The presence of D. pini can be monitored with pheromone traps.
Serious infestations are treated by aerial spraying with insecticides such as diflubenzuron or pyrethroids. Biological control with the wasp Dahlbominus fuscipennis, a parasitoid of sawfly pupae, has been used effectively. The planting of mixtures of species of tree has been proposed to reduce pest damage.

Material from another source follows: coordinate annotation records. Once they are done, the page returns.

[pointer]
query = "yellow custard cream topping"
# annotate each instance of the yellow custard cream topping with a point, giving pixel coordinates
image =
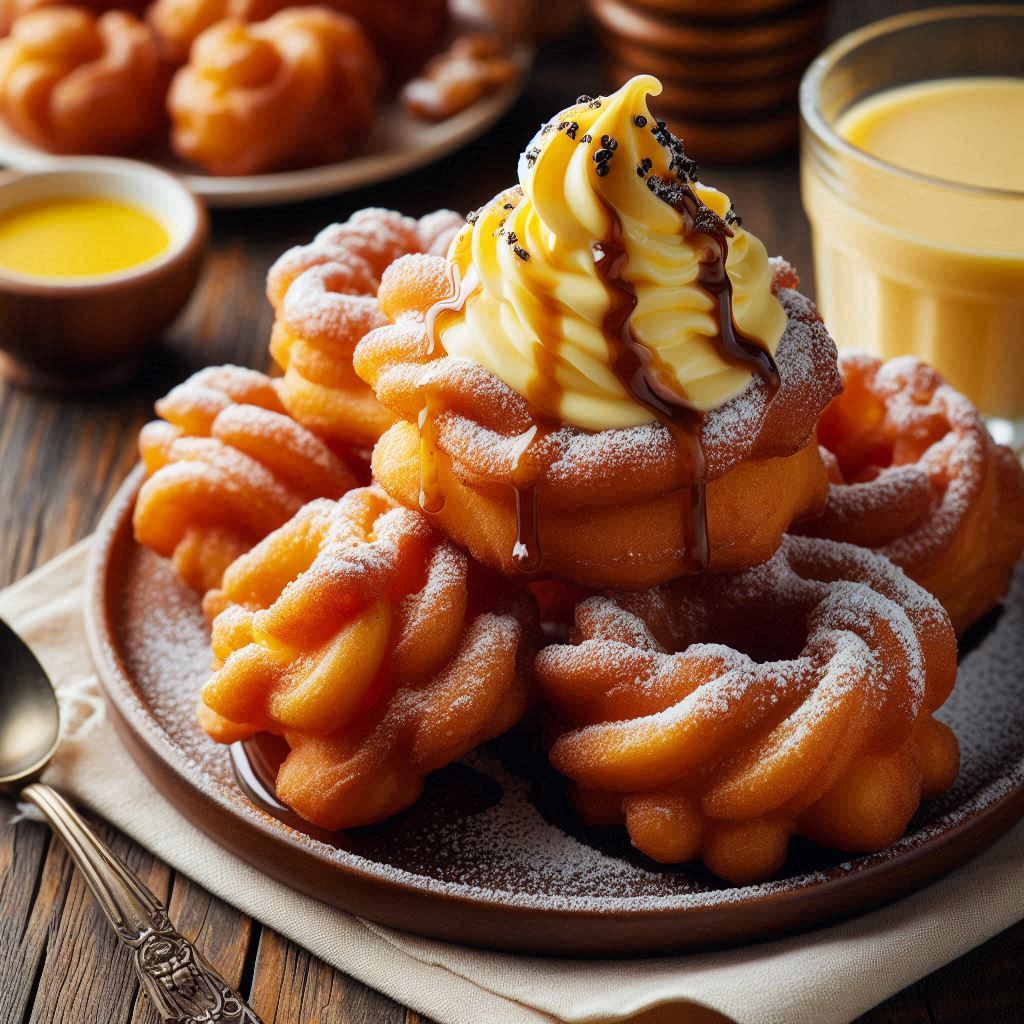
(536, 314)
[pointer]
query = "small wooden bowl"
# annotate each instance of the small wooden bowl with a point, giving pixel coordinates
(78, 333)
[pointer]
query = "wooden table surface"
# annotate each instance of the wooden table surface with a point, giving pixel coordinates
(61, 459)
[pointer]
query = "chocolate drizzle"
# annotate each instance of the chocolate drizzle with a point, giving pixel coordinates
(641, 373)
(641, 370)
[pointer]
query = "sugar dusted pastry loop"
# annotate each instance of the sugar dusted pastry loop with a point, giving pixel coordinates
(226, 465)
(915, 475)
(297, 89)
(325, 297)
(72, 81)
(374, 647)
(718, 717)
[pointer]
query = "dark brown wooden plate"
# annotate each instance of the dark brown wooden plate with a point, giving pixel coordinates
(492, 856)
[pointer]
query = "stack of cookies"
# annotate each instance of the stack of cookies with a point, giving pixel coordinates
(730, 70)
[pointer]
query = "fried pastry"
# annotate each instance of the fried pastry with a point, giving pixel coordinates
(325, 299)
(472, 67)
(915, 474)
(402, 33)
(375, 647)
(719, 717)
(606, 380)
(225, 466)
(11, 10)
(297, 89)
(74, 82)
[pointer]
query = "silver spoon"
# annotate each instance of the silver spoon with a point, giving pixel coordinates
(179, 981)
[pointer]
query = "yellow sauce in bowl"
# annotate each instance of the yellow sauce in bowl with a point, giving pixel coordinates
(78, 237)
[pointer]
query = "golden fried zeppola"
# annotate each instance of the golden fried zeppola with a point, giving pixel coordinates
(606, 381)
(401, 33)
(612, 508)
(325, 299)
(717, 717)
(295, 90)
(915, 475)
(72, 81)
(225, 466)
(375, 647)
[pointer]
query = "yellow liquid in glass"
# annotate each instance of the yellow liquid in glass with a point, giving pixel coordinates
(905, 265)
(78, 238)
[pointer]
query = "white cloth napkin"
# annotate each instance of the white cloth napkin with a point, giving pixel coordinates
(823, 977)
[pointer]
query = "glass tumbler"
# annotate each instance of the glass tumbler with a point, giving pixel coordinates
(896, 273)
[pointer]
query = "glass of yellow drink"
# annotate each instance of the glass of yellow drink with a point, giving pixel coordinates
(912, 176)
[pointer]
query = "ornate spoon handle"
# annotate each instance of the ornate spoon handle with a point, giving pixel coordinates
(179, 981)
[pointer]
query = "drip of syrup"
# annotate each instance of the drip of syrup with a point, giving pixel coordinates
(431, 496)
(527, 555)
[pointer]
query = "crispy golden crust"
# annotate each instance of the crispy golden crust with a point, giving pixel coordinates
(374, 647)
(610, 503)
(325, 300)
(915, 475)
(72, 81)
(718, 717)
(226, 465)
(295, 90)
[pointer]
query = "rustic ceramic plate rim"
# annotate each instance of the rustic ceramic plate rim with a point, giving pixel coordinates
(119, 689)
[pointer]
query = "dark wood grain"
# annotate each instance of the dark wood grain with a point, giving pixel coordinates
(60, 460)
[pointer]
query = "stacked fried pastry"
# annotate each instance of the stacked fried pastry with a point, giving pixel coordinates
(248, 86)
(600, 404)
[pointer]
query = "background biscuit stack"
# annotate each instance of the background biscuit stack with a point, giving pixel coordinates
(730, 68)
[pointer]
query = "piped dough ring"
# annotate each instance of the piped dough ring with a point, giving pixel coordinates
(226, 465)
(719, 717)
(325, 300)
(915, 475)
(375, 647)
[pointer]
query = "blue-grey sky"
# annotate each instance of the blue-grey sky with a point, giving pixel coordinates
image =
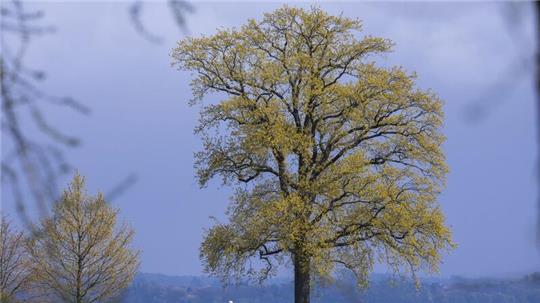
(141, 122)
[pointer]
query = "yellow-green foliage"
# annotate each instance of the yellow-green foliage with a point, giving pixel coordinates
(14, 266)
(79, 254)
(333, 157)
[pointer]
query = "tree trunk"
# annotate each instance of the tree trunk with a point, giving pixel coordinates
(301, 277)
(537, 80)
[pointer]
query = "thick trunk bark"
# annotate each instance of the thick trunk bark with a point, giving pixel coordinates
(301, 278)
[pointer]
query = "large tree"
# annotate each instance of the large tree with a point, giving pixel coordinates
(79, 254)
(336, 161)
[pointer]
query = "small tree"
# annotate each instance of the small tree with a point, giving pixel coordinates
(338, 161)
(78, 254)
(14, 266)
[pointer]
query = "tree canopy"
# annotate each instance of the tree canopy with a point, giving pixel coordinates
(336, 160)
(80, 254)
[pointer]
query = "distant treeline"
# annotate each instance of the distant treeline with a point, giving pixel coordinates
(150, 288)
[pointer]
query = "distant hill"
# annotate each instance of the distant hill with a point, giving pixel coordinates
(158, 288)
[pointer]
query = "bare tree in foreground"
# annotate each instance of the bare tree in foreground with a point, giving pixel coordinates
(14, 267)
(79, 254)
(337, 161)
(32, 160)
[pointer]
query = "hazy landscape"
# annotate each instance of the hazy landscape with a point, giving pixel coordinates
(157, 288)
(269, 152)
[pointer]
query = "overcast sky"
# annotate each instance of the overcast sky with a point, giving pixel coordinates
(471, 54)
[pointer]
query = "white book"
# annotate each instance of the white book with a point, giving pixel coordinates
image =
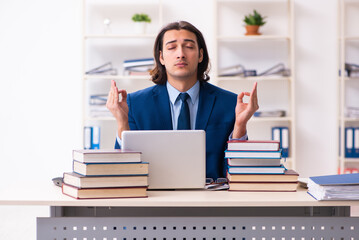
(105, 155)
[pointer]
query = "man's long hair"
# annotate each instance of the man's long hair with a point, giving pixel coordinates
(158, 74)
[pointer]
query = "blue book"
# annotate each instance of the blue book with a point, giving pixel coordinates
(256, 170)
(253, 154)
(281, 134)
(138, 62)
(87, 137)
(341, 179)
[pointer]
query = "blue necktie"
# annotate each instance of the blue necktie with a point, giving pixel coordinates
(184, 122)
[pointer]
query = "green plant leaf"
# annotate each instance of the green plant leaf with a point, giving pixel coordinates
(254, 19)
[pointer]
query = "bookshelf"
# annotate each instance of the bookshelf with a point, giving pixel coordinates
(348, 85)
(275, 45)
(109, 36)
(226, 45)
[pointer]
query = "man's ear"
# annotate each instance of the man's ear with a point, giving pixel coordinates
(161, 58)
(200, 55)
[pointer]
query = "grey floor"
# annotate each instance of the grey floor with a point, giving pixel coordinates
(19, 222)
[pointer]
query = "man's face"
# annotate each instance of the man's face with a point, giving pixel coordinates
(180, 54)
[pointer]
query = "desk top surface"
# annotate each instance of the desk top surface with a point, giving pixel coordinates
(49, 195)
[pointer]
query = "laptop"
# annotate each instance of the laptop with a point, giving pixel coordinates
(177, 158)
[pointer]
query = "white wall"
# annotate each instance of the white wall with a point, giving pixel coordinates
(40, 93)
(316, 86)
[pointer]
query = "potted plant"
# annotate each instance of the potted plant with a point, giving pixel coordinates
(141, 21)
(253, 22)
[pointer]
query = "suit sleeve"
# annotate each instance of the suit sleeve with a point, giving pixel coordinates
(131, 122)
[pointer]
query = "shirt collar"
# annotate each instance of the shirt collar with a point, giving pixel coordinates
(173, 93)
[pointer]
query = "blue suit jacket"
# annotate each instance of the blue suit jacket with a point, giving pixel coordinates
(149, 109)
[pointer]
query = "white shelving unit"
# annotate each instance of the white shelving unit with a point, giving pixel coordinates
(227, 46)
(348, 85)
(275, 45)
(114, 42)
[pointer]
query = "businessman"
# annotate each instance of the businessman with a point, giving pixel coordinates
(183, 99)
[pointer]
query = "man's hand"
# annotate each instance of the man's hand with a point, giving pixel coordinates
(244, 111)
(119, 109)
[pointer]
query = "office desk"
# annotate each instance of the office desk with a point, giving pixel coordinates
(188, 215)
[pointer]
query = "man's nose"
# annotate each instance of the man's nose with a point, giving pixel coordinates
(180, 53)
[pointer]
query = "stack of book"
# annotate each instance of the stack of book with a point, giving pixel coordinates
(141, 66)
(256, 166)
(106, 174)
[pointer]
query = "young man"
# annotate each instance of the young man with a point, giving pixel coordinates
(181, 67)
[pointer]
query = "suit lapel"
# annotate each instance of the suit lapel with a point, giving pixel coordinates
(162, 104)
(205, 105)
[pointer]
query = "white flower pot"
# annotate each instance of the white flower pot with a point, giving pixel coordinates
(140, 27)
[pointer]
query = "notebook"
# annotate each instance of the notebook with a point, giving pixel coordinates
(177, 158)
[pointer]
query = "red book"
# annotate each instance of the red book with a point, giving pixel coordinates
(250, 145)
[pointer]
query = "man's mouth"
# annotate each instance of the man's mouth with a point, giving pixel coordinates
(181, 64)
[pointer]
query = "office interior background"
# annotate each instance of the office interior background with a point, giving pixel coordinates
(41, 90)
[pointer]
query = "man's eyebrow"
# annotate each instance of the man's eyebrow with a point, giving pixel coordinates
(186, 40)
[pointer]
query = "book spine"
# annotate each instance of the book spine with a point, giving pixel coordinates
(349, 142)
(356, 142)
(95, 144)
(281, 134)
(87, 137)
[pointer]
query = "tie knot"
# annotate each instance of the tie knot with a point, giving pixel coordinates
(184, 96)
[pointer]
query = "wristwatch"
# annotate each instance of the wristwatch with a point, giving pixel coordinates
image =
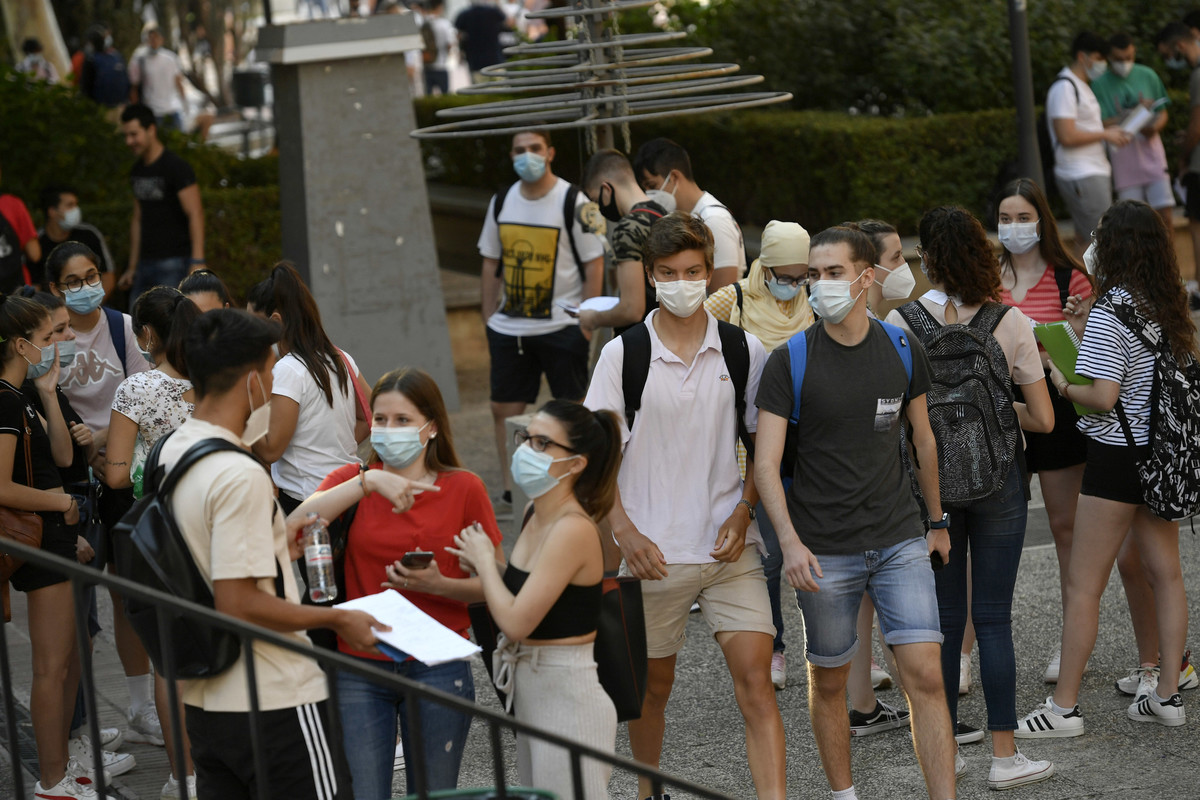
(745, 503)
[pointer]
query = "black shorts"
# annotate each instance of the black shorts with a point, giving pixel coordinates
(303, 759)
(1062, 447)
(59, 539)
(1111, 473)
(1192, 184)
(519, 362)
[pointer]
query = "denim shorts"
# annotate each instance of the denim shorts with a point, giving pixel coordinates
(900, 583)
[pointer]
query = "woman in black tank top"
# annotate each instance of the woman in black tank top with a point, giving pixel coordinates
(547, 602)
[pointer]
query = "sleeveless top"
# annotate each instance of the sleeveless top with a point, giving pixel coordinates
(575, 613)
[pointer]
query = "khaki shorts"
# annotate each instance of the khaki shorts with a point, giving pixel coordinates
(731, 596)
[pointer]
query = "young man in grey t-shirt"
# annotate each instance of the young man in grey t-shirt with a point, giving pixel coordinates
(850, 523)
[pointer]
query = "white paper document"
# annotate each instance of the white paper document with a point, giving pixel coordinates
(413, 631)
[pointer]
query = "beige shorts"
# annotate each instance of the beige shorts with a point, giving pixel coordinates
(731, 596)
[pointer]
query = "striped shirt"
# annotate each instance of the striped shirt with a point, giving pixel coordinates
(1111, 352)
(1042, 302)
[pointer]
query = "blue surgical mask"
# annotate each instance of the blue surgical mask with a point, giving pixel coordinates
(87, 300)
(783, 293)
(66, 353)
(529, 167)
(43, 366)
(531, 470)
(399, 447)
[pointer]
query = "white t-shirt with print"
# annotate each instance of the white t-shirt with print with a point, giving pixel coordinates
(1073, 163)
(154, 401)
(90, 382)
(729, 247)
(535, 256)
(324, 435)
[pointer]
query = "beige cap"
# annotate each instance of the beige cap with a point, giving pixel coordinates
(784, 244)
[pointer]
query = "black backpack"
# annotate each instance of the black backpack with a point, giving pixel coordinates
(10, 256)
(1170, 474)
(150, 549)
(970, 402)
(636, 367)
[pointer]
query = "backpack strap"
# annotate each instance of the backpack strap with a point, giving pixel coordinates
(635, 368)
(1062, 277)
(117, 332)
(737, 360)
(989, 316)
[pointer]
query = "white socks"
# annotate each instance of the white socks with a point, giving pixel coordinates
(141, 691)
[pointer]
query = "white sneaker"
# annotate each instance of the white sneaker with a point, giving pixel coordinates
(778, 669)
(1018, 770)
(171, 788)
(880, 677)
(144, 727)
(1051, 674)
(81, 750)
(1043, 723)
(1169, 713)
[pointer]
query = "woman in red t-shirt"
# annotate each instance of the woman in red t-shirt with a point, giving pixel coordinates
(1036, 271)
(412, 451)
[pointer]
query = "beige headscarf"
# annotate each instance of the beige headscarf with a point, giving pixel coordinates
(771, 320)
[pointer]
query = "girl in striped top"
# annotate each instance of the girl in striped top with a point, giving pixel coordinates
(1036, 266)
(1134, 260)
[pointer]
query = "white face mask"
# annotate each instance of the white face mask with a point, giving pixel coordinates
(259, 419)
(1018, 236)
(832, 299)
(663, 197)
(898, 283)
(1090, 259)
(681, 298)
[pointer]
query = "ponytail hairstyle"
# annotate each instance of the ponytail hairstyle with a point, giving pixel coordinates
(303, 334)
(597, 437)
(423, 391)
(168, 313)
(19, 317)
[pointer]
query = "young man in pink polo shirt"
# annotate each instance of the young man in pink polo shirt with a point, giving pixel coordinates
(683, 517)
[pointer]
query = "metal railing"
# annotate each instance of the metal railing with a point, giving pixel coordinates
(168, 607)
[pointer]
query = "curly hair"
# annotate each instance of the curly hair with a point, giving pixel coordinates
(1051, 247)
(958, 254)
(1133, 251)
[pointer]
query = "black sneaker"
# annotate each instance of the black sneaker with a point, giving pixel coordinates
(883, 717)
(967, 734)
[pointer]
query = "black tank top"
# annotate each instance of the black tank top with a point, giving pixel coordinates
(575, 613)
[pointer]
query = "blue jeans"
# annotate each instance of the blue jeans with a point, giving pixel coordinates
(773, 567)
(157, 272)
(993, 530)
(900, 583)
(369, 723)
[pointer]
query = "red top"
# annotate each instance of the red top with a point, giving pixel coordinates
(1043, 302)
(18, 217)
(377, 537)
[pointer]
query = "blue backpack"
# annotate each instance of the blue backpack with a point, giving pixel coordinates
(798, 355)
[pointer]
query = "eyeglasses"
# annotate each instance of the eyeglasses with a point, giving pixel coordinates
(537, 443)
(785, 281)
(76, 284)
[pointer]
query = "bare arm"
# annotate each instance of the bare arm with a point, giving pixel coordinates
(190, 198)
(285, 415)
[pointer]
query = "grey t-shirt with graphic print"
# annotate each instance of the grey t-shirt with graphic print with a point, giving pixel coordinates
(850, 492)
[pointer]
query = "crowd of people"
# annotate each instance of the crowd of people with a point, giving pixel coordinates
(744, 425)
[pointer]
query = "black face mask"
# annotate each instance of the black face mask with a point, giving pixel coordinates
(609, 210)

The entomopathogenic fungus Beauveria pseudobassiana has been proposed as a biological control agent.

== Genomics ==

A near chromosome-level genome assembly of the species was published in 2026. The assembly spans approximately 268 Mb organized into mostly chromosome-sized sequences. The assembly has a BUSCO completeness score of 97.2%. Gene prediction identified 26,335 protein-coding genes, of which 12,769 were functionally annotated. 2,472 proteins were unique to D. pini, some potentially associated with the processing of plant secondary metabolites.